La discussion sur ce texte n’a pas pu aller à son terme. Même si ce texte est sorti très abimé de ce débat (5 articles supprimés) il pourra être réétudié dans une prochaine niche après les élections… et donc dans un contexte politique très différent.

 

Dépêche AFP du 22/02/2017

 

Sénat: la création d'un droit à l'eau reportée aux calendes grecques

Sénat |  environnement |  eau |  social

Paris, FRANCE | AFP | 22/02/2017 20:09 UTC+1

 
 

La création d'un droit à l'eau a été reportée aux calendes grecques, le Sénat n'ayant pas eu le temps mercredi d’achever l'examen une proposition de loi en ce sens vivement critiquée par sa majorité de droite.

La proposition de loi pourra être à nouveau inscrite à l'agenda du Sénat pour qu'il achève son examen. Toutefois aucune date ne peut être envisagée avant fin juin, le Sénat interrompant ses travaux jeudi en séance plénière en raison des élections.

Ce texte transpartisan déjà adopté à l'Assemblée et soutenu par le gouvernement était examiné dans le cadre d'une niche écologiste.

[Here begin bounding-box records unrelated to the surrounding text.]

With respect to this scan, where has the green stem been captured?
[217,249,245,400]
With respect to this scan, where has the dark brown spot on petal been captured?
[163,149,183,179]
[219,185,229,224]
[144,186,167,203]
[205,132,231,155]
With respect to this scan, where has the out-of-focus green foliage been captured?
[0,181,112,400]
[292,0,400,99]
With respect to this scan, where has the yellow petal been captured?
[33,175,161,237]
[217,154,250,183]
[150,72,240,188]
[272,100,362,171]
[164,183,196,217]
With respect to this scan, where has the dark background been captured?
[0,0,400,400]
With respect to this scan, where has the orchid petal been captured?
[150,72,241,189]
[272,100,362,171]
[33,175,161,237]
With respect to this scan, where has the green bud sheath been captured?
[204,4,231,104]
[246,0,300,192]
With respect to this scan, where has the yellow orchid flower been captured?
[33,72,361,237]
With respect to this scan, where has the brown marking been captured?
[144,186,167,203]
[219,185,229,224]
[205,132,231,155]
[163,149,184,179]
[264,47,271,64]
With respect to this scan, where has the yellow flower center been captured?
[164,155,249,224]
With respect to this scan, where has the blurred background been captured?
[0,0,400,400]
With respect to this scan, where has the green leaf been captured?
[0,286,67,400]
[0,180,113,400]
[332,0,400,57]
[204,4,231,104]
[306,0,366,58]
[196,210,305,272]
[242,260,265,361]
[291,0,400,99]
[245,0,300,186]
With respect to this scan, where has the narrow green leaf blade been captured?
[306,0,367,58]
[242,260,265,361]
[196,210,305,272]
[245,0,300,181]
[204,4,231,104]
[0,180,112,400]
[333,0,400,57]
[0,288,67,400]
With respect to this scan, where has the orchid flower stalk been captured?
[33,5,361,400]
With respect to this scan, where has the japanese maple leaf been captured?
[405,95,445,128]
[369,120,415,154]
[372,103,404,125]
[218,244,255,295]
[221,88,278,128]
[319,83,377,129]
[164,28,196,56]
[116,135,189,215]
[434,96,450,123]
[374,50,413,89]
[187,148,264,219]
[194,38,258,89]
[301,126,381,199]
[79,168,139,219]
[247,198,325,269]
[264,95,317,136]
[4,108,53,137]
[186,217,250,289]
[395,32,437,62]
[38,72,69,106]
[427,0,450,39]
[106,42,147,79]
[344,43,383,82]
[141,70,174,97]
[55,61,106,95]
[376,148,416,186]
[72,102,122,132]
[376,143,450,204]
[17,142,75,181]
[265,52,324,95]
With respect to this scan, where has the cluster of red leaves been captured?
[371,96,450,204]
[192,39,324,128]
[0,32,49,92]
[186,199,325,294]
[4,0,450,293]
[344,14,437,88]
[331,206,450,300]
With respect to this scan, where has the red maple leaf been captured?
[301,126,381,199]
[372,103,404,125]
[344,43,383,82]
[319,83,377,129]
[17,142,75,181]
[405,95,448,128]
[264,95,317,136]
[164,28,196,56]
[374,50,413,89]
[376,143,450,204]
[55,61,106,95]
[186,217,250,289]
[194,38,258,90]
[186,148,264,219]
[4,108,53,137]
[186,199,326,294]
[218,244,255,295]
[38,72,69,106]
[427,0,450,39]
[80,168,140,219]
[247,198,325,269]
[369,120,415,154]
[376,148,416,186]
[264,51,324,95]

Si le Sénat l'avait voté dans les mêmes termes, son adoption aurait alors été définitive.

Mais le groupe Les Républicains a déposé des amendements de suppression sur chaque article, adoptés les uns après les autres, reprochant notamment les nouvelles contraintes qu'il imposerait aux collectivités locales. Le temps accordé à la niche écologiste ayant été écoulé, le président de séance Jean-Pierre Caffet (PS) a annoncé la suspension du débat.

"Le texte n'est pas mort, on reviendra à la charge", a assuré à l'issue de la séance le rapporteur Ronan Dantec (Écologiste) en attribuant à la période électorale le refus de la droite sénatoriale.

De son côté, Philippe Madrelle (PS) a déploré "l’opposition systématique de la majorité sénatoriale qui a vidé de sa substance la proposition de loi".

Selon M. Dantec, alors que près de 99% des personnes en France sont aujourd’hui raccordées à un réseau de distribution d’eau, il reste des catégories de population qui n’ont pas accès à l’eau potable et à l’assainissement, comme les sans-abris et les personnes en difficulté qui ont du mal à régler leurs factures.

L’objet de la proposition de loi est d’agir sur ces deux fronts, à travers deux mesures phares: la mise à disposition gratuite d'équipements de distribution d’eau et d’assainissement pour les personnes qui en ont besoin et la création d’une aide préventive pour aider les personnes à faibles ressources à s'acquitter de leurs factures.

Le texte, issu de travaux menés avec la Fondation France Libertés et plusieurs associations, avait été cosigné par des députés de quatre groupes politiques différents à l’Assemblée nationale.